Rosa looked at us, looked at the couch, then back at me and said very matter-of-factly, "Now you know. Next time loveseat." Thanks ma. Lesson learned. We laughed.
I left a desperate note on Jose's (my next-door-neighbor) apartment door asking him to come find me no matter what time he gets home. I hung out on the cushions in my living room, while the couch was at the bottom of the stairs, outside. By 11pm he came home slightly merrier than lightly merry and he was ready to help without question. Robert said he'd be up all night and offered his help when Jose came home. So within minutes we were at it again.

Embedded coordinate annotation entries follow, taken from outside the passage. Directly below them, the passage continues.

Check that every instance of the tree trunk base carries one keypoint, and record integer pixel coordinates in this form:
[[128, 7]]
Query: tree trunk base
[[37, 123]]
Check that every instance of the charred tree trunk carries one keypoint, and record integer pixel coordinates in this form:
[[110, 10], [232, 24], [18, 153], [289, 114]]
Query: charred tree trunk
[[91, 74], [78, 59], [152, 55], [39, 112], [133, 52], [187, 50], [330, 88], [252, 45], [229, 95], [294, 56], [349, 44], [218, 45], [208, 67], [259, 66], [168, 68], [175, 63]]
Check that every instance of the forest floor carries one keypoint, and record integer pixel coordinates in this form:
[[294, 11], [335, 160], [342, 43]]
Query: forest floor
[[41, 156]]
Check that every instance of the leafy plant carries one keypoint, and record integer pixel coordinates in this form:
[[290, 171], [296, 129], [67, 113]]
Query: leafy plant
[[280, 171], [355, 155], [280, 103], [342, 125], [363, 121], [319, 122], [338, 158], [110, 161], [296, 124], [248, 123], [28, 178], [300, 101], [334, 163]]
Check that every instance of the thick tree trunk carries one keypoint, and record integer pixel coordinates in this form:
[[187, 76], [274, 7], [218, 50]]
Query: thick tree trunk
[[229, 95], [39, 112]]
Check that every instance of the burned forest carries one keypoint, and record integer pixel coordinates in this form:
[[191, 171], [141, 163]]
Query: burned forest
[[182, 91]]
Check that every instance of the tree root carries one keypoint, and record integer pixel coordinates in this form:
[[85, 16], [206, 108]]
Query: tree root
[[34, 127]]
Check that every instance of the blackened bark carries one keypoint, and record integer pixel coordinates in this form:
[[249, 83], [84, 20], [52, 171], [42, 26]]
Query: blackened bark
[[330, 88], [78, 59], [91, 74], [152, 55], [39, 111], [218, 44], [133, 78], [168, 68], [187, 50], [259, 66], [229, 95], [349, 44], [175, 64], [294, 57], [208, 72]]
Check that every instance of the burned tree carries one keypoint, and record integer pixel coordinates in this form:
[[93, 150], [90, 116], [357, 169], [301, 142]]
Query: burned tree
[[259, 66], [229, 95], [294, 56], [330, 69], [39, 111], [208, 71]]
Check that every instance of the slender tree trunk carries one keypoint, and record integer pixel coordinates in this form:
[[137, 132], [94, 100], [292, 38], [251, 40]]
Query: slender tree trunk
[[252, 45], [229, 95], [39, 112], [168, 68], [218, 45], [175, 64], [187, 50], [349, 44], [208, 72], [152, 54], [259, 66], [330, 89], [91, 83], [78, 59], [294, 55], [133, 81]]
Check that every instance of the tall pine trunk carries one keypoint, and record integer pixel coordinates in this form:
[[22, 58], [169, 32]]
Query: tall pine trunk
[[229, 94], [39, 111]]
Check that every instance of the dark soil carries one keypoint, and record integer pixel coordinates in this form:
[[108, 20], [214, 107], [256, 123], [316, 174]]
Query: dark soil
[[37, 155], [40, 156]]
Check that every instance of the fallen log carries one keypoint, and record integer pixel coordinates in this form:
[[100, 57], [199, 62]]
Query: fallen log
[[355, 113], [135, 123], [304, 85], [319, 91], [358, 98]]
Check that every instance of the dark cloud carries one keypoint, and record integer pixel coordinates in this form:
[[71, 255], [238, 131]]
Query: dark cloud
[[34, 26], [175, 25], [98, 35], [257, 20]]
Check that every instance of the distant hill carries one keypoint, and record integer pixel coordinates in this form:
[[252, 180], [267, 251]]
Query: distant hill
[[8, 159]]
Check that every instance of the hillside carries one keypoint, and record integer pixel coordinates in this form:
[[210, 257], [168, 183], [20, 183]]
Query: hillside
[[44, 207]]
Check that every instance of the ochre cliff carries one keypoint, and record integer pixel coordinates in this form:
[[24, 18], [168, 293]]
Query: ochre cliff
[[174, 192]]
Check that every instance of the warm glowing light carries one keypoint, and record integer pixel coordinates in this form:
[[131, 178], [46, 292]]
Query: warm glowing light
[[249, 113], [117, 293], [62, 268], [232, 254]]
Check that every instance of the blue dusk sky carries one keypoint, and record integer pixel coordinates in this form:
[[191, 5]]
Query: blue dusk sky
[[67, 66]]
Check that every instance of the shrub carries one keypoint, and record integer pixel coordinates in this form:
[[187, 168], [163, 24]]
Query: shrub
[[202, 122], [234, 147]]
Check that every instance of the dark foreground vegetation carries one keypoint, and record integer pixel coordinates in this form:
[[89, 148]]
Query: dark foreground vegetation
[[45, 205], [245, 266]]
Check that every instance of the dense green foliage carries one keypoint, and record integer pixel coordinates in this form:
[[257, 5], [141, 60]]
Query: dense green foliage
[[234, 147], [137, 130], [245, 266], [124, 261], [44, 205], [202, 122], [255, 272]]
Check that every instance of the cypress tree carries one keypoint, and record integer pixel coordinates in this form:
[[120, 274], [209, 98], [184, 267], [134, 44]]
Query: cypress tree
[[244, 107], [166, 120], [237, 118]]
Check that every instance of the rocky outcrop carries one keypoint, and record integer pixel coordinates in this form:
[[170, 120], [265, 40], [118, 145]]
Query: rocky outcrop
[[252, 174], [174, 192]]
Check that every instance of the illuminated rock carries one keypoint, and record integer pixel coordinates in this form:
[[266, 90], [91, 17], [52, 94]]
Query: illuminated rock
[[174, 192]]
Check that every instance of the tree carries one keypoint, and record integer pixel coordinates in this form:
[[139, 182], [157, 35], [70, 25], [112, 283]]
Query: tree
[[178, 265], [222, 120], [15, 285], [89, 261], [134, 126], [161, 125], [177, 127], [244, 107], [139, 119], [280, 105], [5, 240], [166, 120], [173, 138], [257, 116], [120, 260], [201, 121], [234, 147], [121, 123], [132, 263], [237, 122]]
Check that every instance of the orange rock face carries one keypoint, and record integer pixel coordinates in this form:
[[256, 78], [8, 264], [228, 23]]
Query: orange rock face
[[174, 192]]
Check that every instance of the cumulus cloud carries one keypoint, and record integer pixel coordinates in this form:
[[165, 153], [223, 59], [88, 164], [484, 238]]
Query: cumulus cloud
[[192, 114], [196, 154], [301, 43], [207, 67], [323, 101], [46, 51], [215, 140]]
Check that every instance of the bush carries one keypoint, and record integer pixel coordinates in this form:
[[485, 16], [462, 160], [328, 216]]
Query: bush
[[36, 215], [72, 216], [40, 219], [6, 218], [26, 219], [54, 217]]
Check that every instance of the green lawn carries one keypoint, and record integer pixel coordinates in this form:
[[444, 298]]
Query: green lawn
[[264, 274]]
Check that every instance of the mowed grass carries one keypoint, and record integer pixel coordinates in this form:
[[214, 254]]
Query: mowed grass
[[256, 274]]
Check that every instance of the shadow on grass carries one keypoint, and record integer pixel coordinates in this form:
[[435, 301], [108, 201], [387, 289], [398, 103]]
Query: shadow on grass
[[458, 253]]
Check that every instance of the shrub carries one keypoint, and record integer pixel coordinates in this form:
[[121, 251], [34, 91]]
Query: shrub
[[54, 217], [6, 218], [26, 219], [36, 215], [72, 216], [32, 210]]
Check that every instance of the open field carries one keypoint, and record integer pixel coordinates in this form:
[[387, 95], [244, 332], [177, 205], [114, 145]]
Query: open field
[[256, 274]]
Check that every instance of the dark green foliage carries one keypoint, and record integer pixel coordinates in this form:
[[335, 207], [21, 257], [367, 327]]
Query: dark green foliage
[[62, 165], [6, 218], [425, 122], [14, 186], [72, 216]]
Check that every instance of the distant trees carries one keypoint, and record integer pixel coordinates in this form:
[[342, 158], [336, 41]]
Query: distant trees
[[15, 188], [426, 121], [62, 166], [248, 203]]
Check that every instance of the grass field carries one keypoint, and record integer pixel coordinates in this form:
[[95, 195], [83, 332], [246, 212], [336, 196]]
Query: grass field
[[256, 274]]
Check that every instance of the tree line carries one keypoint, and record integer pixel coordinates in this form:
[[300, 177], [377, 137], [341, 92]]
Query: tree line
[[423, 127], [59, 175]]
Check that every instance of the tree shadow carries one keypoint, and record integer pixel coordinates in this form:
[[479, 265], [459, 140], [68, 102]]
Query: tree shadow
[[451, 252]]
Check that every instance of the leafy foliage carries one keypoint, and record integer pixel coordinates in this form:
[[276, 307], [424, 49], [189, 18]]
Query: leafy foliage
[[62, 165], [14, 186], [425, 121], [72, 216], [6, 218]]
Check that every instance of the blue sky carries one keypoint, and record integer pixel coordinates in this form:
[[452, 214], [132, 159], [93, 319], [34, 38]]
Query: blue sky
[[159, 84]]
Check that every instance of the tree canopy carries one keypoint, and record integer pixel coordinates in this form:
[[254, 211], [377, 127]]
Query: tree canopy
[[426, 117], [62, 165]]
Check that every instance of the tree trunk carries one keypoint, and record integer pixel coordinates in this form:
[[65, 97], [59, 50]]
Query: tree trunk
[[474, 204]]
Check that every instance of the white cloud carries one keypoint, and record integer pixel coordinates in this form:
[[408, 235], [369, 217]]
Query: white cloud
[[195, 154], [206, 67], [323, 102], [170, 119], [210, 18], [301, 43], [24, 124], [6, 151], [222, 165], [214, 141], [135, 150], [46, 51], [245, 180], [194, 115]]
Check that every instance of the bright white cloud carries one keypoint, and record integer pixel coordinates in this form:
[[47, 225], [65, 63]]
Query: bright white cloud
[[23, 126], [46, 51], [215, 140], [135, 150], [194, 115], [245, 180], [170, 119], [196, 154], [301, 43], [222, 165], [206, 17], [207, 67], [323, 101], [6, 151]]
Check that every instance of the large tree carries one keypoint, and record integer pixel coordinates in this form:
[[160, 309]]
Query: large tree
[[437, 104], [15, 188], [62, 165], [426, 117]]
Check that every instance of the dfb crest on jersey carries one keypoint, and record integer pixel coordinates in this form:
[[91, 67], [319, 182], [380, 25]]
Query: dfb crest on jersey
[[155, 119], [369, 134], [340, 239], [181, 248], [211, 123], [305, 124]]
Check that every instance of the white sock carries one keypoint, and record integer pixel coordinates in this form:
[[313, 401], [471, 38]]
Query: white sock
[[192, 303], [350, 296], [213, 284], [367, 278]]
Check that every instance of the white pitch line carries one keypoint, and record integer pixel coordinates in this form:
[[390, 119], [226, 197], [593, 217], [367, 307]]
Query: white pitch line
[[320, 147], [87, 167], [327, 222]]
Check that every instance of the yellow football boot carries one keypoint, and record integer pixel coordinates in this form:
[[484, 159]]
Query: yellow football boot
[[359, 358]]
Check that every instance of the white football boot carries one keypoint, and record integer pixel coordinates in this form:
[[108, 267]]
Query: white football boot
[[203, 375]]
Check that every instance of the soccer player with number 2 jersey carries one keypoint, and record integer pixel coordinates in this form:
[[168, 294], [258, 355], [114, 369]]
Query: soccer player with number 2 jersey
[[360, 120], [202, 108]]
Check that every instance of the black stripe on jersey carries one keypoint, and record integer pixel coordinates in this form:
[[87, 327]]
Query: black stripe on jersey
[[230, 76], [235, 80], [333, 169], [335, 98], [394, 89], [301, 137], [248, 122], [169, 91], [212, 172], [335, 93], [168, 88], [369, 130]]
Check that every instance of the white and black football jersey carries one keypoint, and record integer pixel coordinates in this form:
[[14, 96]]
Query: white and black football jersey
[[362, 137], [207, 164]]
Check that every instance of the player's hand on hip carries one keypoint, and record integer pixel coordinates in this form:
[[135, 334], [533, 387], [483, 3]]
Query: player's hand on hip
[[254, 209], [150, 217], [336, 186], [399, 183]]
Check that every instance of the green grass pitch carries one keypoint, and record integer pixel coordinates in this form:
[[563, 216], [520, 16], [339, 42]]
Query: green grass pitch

This time we got it good and jammed to a point where I was ready to find a chainsaw. But the men fought against the pain. I thought for sure I'd be rushing someone to the hospital last night -- or, I'd be without a door frame. I was less concerned about the interior wall -- the section of our apartment that makes no sense to me whatsoever. There's really no reason for it, except that we think this used to be a three bedroom apartment, joined with Jose's single next door.
ANYWAY ... after a few grunts and swings of a hammer, we finally got the couch in here. It looks great. And it had better, because it's never going anywhere. Jose and Robert say I'm not allowed to move - ever. And Jose said he's going to tell Andrea she can't sit on this couch without first asking his permission. I'm pretty sure he won't ever answer his door for me again. His words, "Cup-o-sugar, what?"
As for Rosa, she was way more concerned about the damage to the couch. God love mothers. They keep things balanced. There are scuffs of plaster on the upholstery but with a little tedious peeling, it'll come right off. We were all surprised. This is one tough sofa!
But let it be known, we were right: The couch fits! Happy Birthday to ME!